Quelques instants après, huit solides gaillards, le visage voilé, apparaissaient silencieusement, et nous entraînaient dans leur formidable machine.

VIII MOBILIS IN MOBILE

Cet enlèvement, si brutalement exécuté, s’était accompli avec la rapidité de l’éclair. Mes compagnons et moi, nous n’avions pas eu le temps de nous reconnaître. Je ne sais ce qu’ils éprouvèrent en se sentant introduits dans cette prison flottante; mais, pour mon compte, un rapide frisson me glaça l’épiderme. A qui avions-nous affaire? Sans doute à quelques pirates d’une nouvelle espèce qui exploitaient la mer à leur façon.

A peine l’étroit panneau fut-il refermé sur moi, qu’une obscurité profonde m’enveloppa. Mes yeux, imprégnés de la lumière extérieure, ne purent rien percevoir.
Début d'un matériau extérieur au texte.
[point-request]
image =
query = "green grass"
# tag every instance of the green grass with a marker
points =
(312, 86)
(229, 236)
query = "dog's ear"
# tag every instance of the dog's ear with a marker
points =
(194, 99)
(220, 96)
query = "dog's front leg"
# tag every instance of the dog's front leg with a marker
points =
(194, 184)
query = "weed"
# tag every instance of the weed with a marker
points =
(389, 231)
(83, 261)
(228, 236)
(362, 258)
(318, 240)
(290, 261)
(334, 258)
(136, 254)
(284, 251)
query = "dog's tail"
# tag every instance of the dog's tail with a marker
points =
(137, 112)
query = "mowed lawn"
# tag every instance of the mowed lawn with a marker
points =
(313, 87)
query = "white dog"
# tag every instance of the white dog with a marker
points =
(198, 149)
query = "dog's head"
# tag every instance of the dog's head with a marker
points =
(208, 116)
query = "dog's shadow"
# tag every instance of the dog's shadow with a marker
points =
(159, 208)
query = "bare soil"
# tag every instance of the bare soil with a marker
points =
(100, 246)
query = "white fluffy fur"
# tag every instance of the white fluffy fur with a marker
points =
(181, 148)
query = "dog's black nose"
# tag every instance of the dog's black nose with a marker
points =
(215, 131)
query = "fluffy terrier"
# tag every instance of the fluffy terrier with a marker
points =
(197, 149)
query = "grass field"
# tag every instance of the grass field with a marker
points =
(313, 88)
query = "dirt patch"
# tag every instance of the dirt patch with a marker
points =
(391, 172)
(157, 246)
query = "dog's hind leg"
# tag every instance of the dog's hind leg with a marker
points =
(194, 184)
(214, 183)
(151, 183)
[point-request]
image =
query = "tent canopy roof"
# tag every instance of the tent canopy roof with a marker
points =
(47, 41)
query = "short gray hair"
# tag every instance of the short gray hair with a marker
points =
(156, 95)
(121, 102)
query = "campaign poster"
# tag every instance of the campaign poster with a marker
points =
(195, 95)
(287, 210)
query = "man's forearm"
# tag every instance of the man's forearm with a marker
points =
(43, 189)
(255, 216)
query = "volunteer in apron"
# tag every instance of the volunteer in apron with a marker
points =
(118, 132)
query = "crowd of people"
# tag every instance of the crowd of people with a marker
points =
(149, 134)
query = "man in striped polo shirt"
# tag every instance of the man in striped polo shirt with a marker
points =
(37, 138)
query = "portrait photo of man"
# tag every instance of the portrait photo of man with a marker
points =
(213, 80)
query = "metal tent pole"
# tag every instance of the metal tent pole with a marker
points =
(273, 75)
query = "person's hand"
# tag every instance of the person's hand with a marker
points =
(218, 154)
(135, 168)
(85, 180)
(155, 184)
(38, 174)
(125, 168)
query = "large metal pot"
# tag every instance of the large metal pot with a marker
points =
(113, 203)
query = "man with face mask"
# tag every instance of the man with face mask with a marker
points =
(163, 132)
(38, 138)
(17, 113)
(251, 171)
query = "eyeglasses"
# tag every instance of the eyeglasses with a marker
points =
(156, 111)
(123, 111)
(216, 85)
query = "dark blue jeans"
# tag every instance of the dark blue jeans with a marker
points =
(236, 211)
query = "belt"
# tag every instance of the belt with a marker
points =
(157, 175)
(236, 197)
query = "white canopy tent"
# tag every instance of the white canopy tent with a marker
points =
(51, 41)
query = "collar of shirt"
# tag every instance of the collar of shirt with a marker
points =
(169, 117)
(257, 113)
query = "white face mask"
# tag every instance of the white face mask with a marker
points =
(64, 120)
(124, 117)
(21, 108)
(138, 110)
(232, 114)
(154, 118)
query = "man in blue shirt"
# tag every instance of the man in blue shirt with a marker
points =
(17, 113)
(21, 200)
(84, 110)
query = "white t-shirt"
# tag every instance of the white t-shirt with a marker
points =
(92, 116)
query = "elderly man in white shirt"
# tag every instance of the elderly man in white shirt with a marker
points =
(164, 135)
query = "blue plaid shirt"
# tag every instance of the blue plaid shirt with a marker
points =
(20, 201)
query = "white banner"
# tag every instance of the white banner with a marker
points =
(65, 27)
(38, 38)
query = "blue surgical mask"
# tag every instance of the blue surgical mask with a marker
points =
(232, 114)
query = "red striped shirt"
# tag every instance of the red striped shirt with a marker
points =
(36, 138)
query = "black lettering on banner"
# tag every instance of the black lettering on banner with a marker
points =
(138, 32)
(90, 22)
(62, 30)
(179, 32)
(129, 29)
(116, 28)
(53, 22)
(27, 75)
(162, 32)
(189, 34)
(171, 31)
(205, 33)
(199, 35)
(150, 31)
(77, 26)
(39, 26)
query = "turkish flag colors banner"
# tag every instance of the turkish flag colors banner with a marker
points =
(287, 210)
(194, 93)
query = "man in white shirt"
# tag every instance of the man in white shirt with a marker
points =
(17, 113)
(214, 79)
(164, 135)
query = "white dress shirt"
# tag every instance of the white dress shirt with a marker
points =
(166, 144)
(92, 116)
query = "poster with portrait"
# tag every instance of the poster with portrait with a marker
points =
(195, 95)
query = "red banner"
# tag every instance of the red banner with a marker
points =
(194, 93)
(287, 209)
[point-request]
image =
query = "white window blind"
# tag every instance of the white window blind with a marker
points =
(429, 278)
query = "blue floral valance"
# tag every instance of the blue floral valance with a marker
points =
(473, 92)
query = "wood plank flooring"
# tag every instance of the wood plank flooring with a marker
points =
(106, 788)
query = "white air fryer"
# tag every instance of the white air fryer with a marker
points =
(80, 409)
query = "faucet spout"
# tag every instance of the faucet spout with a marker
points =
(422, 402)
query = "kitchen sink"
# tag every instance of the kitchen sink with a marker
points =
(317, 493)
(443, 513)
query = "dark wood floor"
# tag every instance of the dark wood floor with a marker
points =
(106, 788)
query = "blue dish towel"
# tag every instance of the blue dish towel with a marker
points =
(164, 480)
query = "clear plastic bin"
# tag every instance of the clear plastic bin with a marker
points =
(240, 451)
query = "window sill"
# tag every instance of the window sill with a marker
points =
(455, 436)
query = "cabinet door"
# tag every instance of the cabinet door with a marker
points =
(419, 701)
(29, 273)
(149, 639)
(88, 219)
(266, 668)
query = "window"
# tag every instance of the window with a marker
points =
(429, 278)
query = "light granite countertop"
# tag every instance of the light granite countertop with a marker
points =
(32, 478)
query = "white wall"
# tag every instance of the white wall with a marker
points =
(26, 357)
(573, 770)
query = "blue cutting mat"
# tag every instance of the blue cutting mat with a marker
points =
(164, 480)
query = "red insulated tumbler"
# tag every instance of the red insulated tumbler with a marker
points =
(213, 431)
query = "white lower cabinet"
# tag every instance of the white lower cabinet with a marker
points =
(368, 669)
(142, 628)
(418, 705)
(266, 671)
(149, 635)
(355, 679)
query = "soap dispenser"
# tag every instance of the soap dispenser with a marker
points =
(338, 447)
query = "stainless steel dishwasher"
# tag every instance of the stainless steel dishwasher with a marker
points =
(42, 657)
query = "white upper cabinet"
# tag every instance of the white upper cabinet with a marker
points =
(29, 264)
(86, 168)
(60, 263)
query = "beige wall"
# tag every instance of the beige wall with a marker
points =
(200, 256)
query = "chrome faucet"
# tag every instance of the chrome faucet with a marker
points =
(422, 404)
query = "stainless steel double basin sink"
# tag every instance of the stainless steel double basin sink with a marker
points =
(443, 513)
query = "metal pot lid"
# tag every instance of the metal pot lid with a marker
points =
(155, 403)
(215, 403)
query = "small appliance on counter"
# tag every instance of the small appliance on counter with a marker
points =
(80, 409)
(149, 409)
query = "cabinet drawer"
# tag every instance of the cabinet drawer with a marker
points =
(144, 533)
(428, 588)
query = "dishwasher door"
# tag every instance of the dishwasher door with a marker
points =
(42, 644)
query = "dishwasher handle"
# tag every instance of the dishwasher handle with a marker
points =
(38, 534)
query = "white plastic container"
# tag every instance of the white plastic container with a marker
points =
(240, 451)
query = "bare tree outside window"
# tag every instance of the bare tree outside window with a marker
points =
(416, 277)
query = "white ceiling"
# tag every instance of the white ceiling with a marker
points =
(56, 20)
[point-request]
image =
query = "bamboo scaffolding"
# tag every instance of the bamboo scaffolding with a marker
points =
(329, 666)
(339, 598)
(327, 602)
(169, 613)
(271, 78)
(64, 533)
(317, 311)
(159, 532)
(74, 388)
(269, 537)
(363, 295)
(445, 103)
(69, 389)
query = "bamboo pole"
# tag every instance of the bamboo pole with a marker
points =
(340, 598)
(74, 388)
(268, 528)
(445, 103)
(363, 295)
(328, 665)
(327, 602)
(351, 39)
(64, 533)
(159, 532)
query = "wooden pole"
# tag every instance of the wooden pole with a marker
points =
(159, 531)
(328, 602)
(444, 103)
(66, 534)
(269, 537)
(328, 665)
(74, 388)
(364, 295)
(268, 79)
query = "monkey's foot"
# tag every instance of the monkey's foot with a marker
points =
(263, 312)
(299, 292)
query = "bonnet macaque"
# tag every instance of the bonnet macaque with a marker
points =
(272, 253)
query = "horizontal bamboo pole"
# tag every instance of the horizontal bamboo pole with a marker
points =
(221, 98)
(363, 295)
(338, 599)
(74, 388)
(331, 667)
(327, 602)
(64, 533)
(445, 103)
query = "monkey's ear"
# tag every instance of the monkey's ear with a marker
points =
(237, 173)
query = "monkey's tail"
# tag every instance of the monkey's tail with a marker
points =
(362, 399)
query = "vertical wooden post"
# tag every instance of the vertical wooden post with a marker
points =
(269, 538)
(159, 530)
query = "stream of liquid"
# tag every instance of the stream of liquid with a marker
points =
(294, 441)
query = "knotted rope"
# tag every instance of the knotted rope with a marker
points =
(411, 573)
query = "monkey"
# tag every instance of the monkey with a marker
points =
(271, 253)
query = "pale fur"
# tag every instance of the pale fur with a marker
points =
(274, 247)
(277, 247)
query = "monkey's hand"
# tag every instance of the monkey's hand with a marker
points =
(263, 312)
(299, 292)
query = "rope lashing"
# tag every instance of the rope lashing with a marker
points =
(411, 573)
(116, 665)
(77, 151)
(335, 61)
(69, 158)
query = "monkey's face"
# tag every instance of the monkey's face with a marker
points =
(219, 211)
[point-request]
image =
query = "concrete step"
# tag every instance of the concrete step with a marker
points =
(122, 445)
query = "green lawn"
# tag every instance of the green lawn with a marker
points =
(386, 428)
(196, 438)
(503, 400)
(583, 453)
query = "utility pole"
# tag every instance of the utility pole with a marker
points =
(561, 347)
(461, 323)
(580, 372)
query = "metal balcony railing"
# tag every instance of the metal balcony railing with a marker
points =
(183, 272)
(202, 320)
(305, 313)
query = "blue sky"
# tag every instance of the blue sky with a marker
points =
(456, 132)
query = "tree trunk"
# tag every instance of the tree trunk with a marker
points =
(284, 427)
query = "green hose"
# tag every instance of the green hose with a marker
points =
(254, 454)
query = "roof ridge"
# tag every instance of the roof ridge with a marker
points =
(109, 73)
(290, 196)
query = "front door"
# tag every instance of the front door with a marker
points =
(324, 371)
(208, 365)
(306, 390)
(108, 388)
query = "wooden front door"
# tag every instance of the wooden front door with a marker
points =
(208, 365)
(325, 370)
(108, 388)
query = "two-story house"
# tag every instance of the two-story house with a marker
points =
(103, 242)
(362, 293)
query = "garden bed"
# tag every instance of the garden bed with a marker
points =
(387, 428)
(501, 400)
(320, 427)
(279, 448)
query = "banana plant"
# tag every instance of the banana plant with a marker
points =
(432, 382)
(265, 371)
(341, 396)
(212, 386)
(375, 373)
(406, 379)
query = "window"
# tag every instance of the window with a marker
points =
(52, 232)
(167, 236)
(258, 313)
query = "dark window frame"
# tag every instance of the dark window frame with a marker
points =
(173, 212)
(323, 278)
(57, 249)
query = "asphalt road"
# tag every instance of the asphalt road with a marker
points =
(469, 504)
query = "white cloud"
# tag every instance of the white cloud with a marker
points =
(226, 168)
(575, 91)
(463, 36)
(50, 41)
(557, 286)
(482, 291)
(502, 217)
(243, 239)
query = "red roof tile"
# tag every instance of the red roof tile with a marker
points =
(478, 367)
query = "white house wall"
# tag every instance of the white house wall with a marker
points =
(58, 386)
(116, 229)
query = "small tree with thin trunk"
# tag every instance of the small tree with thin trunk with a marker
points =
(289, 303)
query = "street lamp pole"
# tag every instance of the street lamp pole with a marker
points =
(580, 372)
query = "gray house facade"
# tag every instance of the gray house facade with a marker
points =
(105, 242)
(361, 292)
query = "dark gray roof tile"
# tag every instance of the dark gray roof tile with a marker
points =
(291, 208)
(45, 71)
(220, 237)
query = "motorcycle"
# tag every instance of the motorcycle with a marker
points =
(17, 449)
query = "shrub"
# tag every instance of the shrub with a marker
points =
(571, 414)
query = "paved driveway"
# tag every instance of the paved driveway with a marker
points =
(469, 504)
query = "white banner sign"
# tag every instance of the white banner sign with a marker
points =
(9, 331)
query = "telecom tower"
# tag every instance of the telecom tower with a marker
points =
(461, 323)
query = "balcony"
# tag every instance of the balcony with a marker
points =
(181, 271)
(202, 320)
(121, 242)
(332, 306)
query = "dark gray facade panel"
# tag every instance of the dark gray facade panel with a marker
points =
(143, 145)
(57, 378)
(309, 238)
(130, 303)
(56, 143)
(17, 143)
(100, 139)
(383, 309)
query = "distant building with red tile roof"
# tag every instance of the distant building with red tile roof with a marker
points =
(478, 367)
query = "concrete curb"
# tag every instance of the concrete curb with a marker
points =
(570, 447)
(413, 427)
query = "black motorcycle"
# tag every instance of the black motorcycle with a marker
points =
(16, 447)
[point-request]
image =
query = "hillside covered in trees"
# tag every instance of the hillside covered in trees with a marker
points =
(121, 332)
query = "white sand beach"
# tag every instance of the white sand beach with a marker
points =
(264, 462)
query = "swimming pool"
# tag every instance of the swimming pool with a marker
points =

Je sentis mes pieds nus se cramponner aux échelons d’une échelle de fer. Ned Land et Conseil, vigoureusement saisis, me suivaient. Au bas de l’échelle, une porte s’ouvrit et se referma immédiatement sur nous avec un retentissement sonore.

Nous étions seuls. Où? Je ne pouvais le dire, à peine l’imaginer. Tout était noir, mais d’un noir si absolu, qu’après quelques minutes, mes yeux n’avaient encore pu saisir une de ces lueurs indéterminées qui flottent dans les plus profondes nuits.

Cependant, Ned Land, furieux de ces façons de procéder, donnait un libre cours à son indignation.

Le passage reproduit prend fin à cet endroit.